# Logitech Gaming Software Update 8.70



## AsRock (Jul 9, 2015)

Lets you customize functions on Logitech gaming mice, keyboards, and headsets.

Software Version: 8.70.315
Post Date: Jul 08, 2015
OS: Windows 8, Windows 7, Windows Vista
File Size: 82.6 MB
Logitech Gaming Software lets you customize Logitech G gaming mice, keyboards and headsets. 

Logitech Gaming Software includes third party software components, libraries, and frameworks, including, but not limited to, the third party software listed below.
These included third party software components provide key functionality to Logitech Gaming Software and are included in the software installation package. 

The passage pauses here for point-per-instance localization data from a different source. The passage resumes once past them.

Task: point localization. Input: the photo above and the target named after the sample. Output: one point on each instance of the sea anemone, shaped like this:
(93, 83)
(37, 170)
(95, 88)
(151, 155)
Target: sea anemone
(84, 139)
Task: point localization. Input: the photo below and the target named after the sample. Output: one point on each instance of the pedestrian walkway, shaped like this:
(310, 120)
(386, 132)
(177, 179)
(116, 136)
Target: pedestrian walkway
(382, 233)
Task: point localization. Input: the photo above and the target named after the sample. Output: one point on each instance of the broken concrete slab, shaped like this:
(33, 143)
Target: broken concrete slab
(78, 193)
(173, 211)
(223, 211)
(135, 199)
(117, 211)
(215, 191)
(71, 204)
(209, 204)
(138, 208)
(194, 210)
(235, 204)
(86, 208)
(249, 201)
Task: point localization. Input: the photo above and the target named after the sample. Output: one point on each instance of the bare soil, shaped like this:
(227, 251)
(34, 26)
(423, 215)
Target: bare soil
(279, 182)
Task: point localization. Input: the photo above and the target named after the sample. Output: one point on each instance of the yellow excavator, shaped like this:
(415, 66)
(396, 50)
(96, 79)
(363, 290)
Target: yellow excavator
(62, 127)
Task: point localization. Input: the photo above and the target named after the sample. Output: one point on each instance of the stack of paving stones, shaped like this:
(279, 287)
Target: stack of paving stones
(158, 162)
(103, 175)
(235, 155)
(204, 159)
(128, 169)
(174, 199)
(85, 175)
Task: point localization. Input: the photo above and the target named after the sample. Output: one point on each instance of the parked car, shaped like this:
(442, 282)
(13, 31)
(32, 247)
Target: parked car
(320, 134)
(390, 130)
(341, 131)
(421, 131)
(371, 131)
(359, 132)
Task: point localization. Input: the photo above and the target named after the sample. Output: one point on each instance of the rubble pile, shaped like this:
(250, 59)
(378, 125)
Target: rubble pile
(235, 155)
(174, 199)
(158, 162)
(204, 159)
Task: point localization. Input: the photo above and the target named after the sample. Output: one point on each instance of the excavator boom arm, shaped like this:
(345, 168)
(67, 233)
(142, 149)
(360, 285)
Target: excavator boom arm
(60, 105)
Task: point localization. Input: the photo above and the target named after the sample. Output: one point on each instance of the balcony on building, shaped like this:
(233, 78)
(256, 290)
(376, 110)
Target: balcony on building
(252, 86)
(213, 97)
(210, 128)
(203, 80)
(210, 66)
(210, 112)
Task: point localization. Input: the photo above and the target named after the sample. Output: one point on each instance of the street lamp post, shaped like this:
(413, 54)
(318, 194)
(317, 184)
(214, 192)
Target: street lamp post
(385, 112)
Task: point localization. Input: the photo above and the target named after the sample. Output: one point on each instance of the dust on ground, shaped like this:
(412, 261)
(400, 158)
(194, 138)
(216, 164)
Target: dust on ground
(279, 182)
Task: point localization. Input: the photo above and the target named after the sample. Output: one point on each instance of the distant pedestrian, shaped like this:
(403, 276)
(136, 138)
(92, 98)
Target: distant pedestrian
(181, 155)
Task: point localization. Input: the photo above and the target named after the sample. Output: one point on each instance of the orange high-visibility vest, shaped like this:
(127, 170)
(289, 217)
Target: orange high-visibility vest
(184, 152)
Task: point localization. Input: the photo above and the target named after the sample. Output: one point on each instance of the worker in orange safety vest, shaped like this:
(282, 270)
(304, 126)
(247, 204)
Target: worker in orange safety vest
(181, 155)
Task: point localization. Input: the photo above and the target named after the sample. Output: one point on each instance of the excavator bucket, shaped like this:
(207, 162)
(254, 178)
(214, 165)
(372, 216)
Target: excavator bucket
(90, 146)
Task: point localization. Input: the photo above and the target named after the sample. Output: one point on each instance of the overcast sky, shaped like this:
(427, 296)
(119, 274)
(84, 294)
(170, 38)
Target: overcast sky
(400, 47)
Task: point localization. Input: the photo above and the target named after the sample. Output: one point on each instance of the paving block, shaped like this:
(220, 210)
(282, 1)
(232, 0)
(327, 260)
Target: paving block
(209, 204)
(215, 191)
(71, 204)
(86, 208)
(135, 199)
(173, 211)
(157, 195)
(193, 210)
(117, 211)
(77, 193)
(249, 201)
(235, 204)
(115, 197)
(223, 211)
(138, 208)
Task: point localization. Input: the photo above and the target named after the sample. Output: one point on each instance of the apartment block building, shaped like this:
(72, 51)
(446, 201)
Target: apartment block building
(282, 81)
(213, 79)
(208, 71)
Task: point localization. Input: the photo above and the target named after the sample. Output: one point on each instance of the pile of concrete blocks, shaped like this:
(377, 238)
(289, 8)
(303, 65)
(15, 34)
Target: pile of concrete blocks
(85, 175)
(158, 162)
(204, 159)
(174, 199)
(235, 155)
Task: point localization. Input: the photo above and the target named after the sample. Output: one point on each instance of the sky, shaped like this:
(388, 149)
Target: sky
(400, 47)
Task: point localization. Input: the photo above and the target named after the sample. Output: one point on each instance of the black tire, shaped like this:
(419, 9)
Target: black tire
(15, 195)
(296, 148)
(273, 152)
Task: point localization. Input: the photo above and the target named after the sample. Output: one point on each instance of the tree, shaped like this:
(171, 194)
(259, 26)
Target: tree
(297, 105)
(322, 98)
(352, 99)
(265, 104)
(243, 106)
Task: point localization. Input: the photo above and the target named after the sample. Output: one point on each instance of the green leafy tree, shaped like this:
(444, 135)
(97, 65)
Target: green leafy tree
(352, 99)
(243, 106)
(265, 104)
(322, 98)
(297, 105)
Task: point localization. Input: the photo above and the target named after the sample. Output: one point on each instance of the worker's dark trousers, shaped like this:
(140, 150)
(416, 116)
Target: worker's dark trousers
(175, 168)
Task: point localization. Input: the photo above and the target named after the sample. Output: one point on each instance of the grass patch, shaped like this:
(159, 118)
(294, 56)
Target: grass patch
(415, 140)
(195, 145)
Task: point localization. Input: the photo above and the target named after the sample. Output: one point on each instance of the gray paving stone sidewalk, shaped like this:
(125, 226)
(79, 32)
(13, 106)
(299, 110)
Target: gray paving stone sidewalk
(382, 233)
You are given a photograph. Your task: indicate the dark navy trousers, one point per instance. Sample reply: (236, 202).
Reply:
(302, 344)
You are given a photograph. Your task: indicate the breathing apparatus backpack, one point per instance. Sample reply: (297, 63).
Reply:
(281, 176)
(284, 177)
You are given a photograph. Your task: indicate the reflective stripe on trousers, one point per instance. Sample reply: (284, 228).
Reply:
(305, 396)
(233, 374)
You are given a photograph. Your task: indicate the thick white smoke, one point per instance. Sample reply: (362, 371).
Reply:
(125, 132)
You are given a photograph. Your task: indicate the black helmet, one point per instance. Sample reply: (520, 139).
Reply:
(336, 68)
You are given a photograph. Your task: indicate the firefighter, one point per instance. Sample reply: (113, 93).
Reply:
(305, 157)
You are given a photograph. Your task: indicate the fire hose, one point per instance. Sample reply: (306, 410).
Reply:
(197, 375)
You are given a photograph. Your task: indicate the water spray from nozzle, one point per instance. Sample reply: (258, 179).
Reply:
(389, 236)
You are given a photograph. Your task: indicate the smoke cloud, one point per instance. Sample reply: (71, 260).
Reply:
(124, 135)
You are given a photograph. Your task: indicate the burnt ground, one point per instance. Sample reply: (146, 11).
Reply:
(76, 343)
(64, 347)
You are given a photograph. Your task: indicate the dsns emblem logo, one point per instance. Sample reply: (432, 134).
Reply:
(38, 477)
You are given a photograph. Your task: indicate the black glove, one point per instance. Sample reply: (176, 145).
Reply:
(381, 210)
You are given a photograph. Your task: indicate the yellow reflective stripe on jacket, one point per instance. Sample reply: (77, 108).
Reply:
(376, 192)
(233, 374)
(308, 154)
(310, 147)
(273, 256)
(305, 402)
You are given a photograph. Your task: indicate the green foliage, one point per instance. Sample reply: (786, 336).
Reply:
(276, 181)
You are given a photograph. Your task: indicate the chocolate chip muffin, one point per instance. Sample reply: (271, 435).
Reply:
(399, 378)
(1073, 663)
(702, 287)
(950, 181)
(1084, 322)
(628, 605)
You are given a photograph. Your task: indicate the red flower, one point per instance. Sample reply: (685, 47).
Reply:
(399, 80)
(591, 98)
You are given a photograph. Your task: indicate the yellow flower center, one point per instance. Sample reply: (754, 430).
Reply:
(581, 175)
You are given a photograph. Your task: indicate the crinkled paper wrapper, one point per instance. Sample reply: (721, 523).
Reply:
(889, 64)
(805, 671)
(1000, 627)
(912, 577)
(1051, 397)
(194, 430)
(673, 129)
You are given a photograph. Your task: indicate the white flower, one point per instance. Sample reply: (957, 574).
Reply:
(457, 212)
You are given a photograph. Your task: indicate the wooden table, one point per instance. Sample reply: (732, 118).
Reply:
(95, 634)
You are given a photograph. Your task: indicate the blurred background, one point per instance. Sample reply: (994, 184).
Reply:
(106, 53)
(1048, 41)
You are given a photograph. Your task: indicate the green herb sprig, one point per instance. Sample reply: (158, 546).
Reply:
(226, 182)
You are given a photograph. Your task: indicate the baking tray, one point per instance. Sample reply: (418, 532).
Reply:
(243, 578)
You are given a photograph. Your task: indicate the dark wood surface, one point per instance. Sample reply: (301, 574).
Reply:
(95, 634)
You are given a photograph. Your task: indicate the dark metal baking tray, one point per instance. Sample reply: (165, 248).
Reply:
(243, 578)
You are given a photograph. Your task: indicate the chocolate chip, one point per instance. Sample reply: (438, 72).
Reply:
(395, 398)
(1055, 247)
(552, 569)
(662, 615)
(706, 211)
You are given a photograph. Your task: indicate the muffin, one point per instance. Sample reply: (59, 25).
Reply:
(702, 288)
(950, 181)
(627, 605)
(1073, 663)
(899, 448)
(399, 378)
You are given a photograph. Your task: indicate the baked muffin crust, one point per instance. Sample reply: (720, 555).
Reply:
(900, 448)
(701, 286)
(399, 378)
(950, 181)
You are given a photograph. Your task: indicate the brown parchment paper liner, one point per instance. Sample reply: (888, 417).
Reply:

• Digia QT - Application and User Interface Framework
• Microsoft Runtime Libraries - Application and Hardware Support
• Apple Bonjour - Network Discovery Support for Logitech Arx Control



Updated Description:


Added support for the G29 Driving Force Racing Wheel
Added support for the G920 Driving Force Racing Wheel
Improved connectivity to the Logitech Arx Control app - version 1.2 of the Arx Control required
Removed Apple Bonjour requirement for the Arx Control app
ARX SDK bug fixes
Updated LED Illumination SDK to support Per Key Illumination for the G910 - see gaming.logitech.com/developers for details
Bug fix for LGS hang with G502 mouse
New profiles added: Assetto Corso, Gas Guzzlers Extreme, Grand Theft Auto V, iRacing, Project CARS, Rust, The Witcher 3: Wild Hunt
http://support.logitech.com/software/gaming-software


----------



## erixx (Jul 9, 2015)

thanks mate!
No cosmetic changes like "logi" rebranding yet...
This is great news: "Removed Apple Bonjour requirement for the Arx Control app" I always delete apple stuff by hand on any device : )


----------



## rtwjunkie (Jul 9, 2015)

AsRock said:


> Lets you customize functions on Logitech gaming mice, keyboards, and headsets.
> 
> Software Version: 8.70.315
> Post Date: Jul 08, 2015
> ...


 
Thanks!  This LGS they started a couple years ago is simple, and very nice, while not being hugely bloated.  It's one of the few pieces of hardware-related software I like.


----------